Andrea Musacchio (born July 11, 1964) is an Italian structural biologist. He is Max Planck director at the Institute of Molecular Physiology in Dortmund. He is also Honorary Professor at the Center for Medical Biotechnology at the University of Duisburg-Essen. He was named European Molecular Biology Organization member in 2009.

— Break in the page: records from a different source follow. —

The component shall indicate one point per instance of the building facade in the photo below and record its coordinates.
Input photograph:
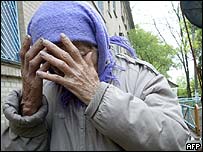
(15, 17)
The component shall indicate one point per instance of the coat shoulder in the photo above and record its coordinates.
(139, 62)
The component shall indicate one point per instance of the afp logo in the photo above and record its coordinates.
(193, 146)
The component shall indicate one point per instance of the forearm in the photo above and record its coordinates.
(134, 125)
(24, 132)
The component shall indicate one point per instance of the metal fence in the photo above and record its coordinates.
(192, 113)
(10, 35)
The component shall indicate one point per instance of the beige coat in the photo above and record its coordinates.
(141, 113)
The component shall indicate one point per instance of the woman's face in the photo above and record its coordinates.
(84, 49)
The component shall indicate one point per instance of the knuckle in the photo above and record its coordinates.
(62, 64)
(27, 56)
(31, 64)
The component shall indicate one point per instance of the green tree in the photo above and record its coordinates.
(149, 48)
(182, 91)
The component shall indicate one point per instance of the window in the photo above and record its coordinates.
(109, 8)
(10, 37)
(100, 6)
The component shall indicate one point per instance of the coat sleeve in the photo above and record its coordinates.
(24, 133)
(151, 122)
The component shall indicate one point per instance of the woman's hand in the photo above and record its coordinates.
(80, 77)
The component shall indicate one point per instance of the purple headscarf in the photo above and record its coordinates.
(80, 22)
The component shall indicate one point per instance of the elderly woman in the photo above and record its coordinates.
(90, 99)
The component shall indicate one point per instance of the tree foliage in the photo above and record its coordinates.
(149, 48)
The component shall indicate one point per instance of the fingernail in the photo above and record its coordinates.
(27, 36)
(63, 35)
(42, 53)
(38, 72)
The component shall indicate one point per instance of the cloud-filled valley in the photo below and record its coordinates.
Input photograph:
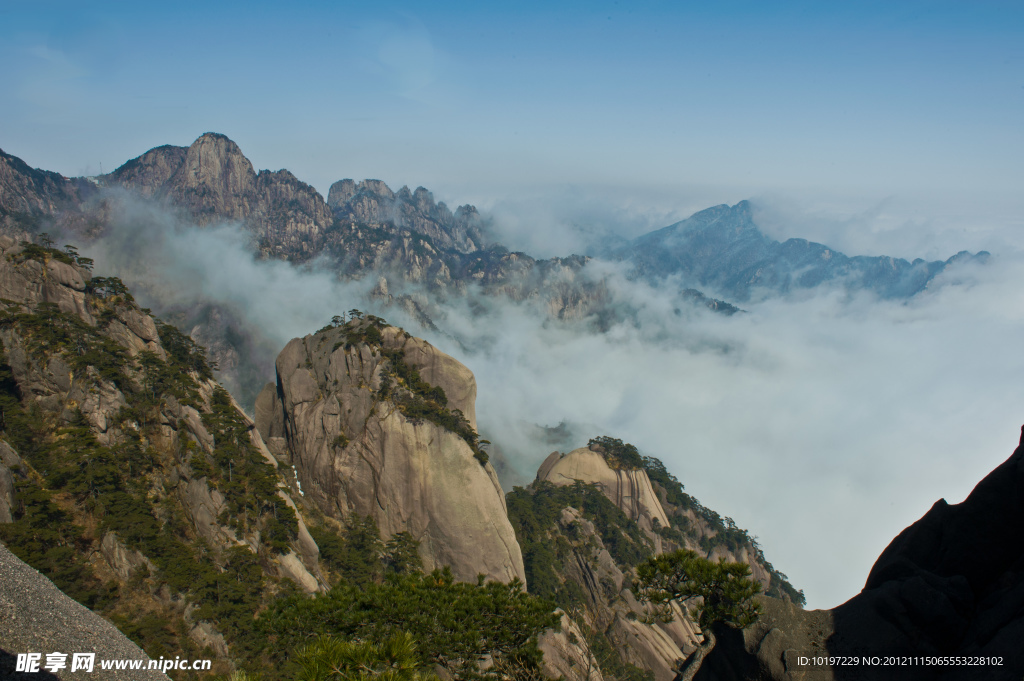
(822, 421)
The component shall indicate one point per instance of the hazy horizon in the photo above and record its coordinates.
(879, 129)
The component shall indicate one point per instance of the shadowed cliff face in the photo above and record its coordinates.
(949, 585)
(379, 423)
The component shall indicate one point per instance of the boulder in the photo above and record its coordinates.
(356, 452)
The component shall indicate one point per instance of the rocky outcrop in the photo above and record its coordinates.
(9, 462)
(629, 490)
(122, 560)
(147, 174)
(372, 202)
(951, 585)
(28, 194)
(356, 451)
(213, 180)
(566, 653)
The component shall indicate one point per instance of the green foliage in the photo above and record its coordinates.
(330, 658)
(534, 512)
(47, 331)
(358, 556)
(183, 352)
(727, 534)
(248, 481)
(619, 455)
(46, 537)
(454, 623)
(401, 555)
(726, 589)
(401, 383)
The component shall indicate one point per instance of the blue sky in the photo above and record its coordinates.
(480, 99)
(894, 128)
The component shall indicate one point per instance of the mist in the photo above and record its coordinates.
(822, 422)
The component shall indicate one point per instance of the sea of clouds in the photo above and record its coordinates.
(823, 422)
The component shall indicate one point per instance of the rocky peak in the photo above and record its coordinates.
(630, 490)
(372, 202)
(148, 173)
(379, 423)
(215, 179)
(30, 193)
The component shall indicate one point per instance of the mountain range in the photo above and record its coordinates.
(355, 492)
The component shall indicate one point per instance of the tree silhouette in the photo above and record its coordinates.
(726, 592)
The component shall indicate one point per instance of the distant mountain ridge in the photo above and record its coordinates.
(409, 238)
(422, 254)
(723, 249)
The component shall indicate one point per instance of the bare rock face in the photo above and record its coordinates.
(29, 192)
(213, 180)
(35, 615)
(566, 653)
(629, 490)
(951, 585)
(121, 559)
(8, 461)
(372, 202)
(150, 172)
(355, 451)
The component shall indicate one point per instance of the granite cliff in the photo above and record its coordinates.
(588, 519)
(378, 423)
(950, 586)
(127, 476)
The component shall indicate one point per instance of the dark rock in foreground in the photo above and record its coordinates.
(944, 601)
(36, 616)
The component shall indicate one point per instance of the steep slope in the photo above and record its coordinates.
(213, 180)
(35, 616)
(946, 597)
(127, 476)
(590, 517)
(380, 424)
(29, 195)
(372, 202)
(723, 249)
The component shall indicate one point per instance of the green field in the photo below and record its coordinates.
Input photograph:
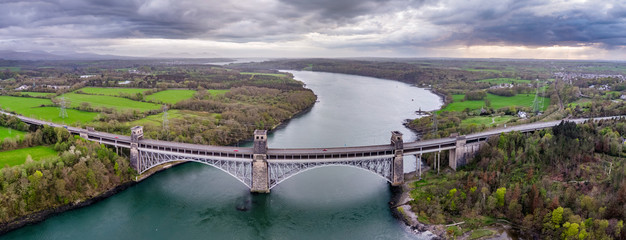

== Education and career ==

Musacchio received a Laurea in Biology from the University of Rome Tor Vergata summa cum laude in 1990, and earned his Ph.D., summa cum laude, from the Heidelberg University in 1995 working at the European Molecular Biology Laboratory. For his postdoctoral studies he joined Stephen C. Harrison laboratory at the Harvard Medical School in Boston. In 1999 he returned to Italy to found his laboratory at the European Institute of Oncology in Milan, where he started working on mechanisms of cell division. He was a European Molecular Biology Organization Young Investigator from 2000-2004.
Musacchio moved to Dortmund in 2011 to direct the Department of Mechanistic Cell Biology at the Max Planck Institute for Molecular Physiology

== Research ==

Musacchio approached structural biology during his Ph.D., contributing to the determination of the first crystallographic structures of the SH3 and PH domains. During his post-doctoral training, he was involved in the determination of the clathrin triskelion structure, one of the first studies combining X-ray crystallography and electron microscopy.
As an independent scientist, his interests focused on the understanding of the molecular basis of mitosis, with emphasis on the spindle assembly checkpoint. Since the early days, Musacchio's lab adopted a multi-disciplinary approach merging structural biology, biochemistry and cellular biology, this way gaining comprehensive views on protein functions in living cells. He is best known for his work on Mad1/Mad2 complexes, which led to the formulation of the template model, and for his contributions to the understanding of the role of the kinase Aurora B, Mps1 and Haspin in mitosis. In 2008, the structure of the Ndc80 complex set the foundation of a new line of his investigations on kinetochore assembly and attachment to microtubules

== Personal life ==

Musacchio spent his childhood in Rome, where he grew to be a strong supporter of A.S. Roma. He has started embracing Borussia Dortmund.

He is married and father of two boys.